The Caves of the Dead

Below the stairway to these hilltop graves, barely visible at the base of the twin flights of steps, sits a small yagura -- a cave carved into the soft limestone that characterizes the hills around Kamakura. During the Kamakura period, for reasons that remain unclear to historians, warriors, priests, and sometimes even commoners were buried in these cave tombs. Some yagura contain gorintou, the same five-ringed stupas found at Yoritomo's monument, and served as cenotaphs -- memorials for souls rather than containers for remains. This particular yagura enshrines the spirits of the Miura clan members who perished in the mass suicide at the neighboring Hokke-do in 1247. Food offerings and small wooden sotoba still appear at its entrance. Someone tends it. Seven hundred and seventy years after 500 warriors chose death over surrender, their memorial cave still receives visitors, still holds offerings, still keeps faith with the dead in a practice unique to this place.

From the Air

Located at 35.33°N, 139.56°E in the Nikaidou area of Kamakura, on a forested hillside north of where the Okura Bakufu palace once stood.
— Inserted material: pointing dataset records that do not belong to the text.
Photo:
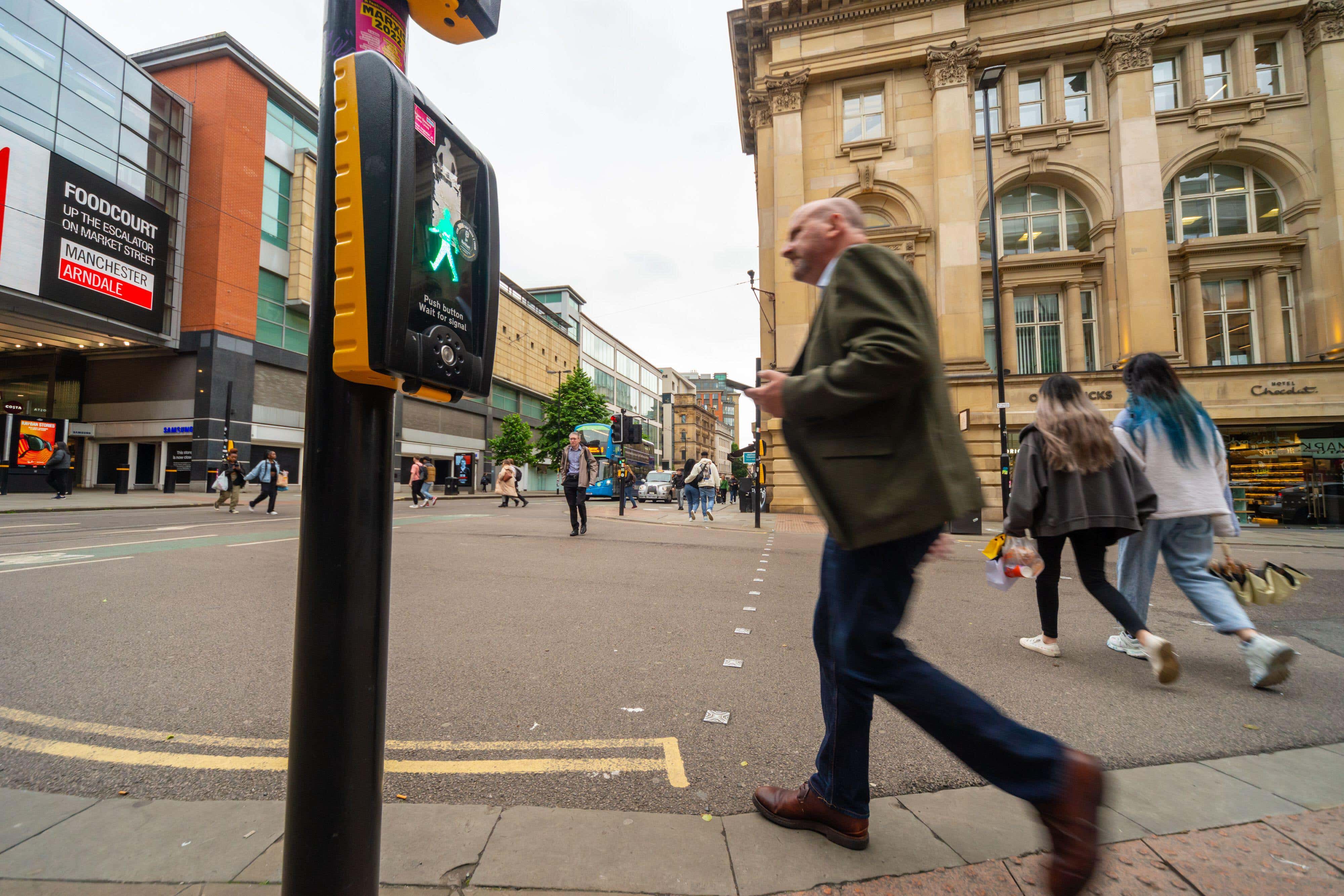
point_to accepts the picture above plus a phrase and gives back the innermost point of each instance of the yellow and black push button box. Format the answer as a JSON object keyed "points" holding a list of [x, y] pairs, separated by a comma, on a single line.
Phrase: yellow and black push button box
{"points": [[417, 241]]}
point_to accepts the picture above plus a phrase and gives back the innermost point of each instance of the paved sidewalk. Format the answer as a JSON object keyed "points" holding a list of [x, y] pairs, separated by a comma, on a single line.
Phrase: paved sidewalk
{"points": [[1256, 825]]}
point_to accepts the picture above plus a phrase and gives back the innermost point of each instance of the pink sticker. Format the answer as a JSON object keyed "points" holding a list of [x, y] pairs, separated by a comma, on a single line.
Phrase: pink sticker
{"points": [[381, 30], [424, 124]]}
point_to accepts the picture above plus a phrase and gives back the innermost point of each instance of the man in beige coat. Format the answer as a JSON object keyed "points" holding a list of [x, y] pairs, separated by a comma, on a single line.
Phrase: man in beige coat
{"points": [[868, 421]]}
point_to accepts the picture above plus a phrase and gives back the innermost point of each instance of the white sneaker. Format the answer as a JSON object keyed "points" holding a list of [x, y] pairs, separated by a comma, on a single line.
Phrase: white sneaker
{"points": [[1040, 645], [1163, 659], [1124, 644], [1268, 660]]}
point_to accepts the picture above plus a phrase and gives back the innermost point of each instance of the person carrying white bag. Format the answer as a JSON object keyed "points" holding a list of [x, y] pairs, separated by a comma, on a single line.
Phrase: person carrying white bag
{"points": [[1075, 483]]}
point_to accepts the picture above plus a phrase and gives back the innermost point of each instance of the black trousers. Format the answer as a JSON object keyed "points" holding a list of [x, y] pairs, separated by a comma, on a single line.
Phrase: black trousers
{"points": [[268, 491], [1091, 554], [577, 498]]}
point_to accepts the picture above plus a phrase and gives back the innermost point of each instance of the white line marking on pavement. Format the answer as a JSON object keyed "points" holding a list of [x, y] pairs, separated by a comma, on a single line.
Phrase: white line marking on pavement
{"points": [[50, 566]]}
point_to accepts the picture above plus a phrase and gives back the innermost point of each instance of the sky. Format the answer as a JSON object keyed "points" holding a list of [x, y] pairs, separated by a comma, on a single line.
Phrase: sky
{"points": [[612, 127]]}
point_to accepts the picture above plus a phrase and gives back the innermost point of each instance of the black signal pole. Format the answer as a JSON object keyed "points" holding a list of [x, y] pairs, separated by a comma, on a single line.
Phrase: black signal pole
{"points": [[334, 805]]}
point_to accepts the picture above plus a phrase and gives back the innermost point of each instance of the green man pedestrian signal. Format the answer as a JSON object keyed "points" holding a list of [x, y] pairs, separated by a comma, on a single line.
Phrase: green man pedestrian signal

The tomb site is not individually visible from altitude but sits within the broader temple and residential district east of Tsurugaoka Hachimangu shrine. Best viewed at 2,000-3,000 feet AGL as part of Kamakura's historic core. Tokyo Haneda Airport (RJTT) lies approximately 25 nautical miles northeast. Naval Air Facility Atsugi (RJTA) is roughly 15 nautical miles northwest. Sagami Bay is visible to the south.